Keeping Bailey tradition alive
Bailey, brother of mas icon, George Bailey, who died in 1972 at age 36, said he was working with Derek, his “student,” to bring out a band which pays tribute to his deceased brother. His camp, like Derek’s, is one of the few in Woodbrook, described as “the mecca of mas making,” where costumes are actually made and not imported. It was from the Bailey brothers that Derek learnt the art of wirebending. The frame of a big costume, already skillfully bent by Bailey, stood in one corner of the front yard on wheels, waiting to be completed. Only a small group worked on producing the costumes for Call Dat George and the eight-section children’s band, which has ten separate characters.
“I have a very powerful group of four,” Bailey said, sitting among pieces of mas in his porch. “I don’t need more. Everybody knows what to do and gets to work.” Alendra, the designer of the children’s band, added: “We started working on January 7, and in three weeks finished all this.” Alendra’s passion is to continue the Bailey tradition of mas making. “Forty-three years mas making has been going on in this house,” she said proudly. “Dr Eric Williams and Prime Minister Patrick Manning visited here.” Boxes of ostrich plumes and pheasant feathers lay on a table in a shed at the side of the house, where Mervyn Johnson, 75, glued shenney braids to what will be the arm of a chair in a large costume. Johnson, of Brooklyn, has been coming to the Bailey’s camp for “forty-something years” to make mas. While Bailey uses bois cano bush and breadfruit and palm leaves, he buys the ostrich and pheasant feathers from abroad because they are not available locally, he said.
In the porch, Debra Joseph glued sequins onto a jacket for a costume.

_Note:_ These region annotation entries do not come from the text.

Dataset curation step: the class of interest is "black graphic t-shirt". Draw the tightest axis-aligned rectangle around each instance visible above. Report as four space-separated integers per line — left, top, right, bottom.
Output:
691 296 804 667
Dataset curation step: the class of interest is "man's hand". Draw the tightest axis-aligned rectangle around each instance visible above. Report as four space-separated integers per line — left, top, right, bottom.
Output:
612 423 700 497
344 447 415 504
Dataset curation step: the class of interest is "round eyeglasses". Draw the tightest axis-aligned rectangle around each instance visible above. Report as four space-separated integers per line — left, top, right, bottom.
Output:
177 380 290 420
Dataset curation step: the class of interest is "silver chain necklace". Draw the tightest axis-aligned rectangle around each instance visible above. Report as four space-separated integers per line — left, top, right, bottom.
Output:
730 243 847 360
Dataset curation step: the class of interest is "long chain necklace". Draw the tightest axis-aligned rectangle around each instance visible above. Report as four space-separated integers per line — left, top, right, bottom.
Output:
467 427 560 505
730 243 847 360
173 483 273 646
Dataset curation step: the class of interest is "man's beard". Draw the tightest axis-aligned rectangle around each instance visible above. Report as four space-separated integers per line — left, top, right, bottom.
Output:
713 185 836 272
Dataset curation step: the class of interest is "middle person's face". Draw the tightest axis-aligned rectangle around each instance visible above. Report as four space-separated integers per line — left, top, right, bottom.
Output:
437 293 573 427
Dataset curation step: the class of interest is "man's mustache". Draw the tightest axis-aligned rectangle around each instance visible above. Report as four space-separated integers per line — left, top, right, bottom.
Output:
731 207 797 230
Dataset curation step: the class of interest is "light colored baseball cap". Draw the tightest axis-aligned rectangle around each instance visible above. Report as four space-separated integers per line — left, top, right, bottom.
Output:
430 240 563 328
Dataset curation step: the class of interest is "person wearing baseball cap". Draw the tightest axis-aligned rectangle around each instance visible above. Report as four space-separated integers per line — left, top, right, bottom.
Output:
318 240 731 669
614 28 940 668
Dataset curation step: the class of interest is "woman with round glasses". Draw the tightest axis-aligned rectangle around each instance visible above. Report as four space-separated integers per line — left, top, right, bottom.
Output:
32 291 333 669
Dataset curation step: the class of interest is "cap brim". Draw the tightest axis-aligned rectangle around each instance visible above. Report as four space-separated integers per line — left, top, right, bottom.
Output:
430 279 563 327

“I grew up in the Bailey camp. I started at 14 and now I am 51, and I am still going with them.” Joseph, a grandmother and Finance Ministry worker, said she takes her vacation every year to work in Bailey’s camp. “I take up residence here for the season,” she said. Odette Emmanuel and Giselle Campbell, taking a lunch break, were eating breadfruit oildown and fish in the living room. Campbell had been putting blue braids onto a shield, and Emmanuel was putting blue lame on a fan. Emmanuel, a grandmother, of La Horquetta, and part-time employee, works most days in Bailey’s mas camp until 4 pm. “Thirty-two years I around,” she said.
Praying hard
Bailey, 73, who began playing mas at age ten in 1946 with a Woodbrook band called “Hell’s A Popping,” has been bringing out winning bands for the past 37 years. He had been with Peter Minshall before but “had to get out because it was taking over,” he said. Bailey describes mas today as “Carnival in the flesh.” He said while local mas was veering more to “the flesh,” Brazil, which was famous for its topless dancers, is going back to costumes. He refutes the notion, however, that Carnival comes from the devil. “Something as beautiful as Carnival has to come from the good side,” he said. “In fact, I pray very hard for the success of my band.”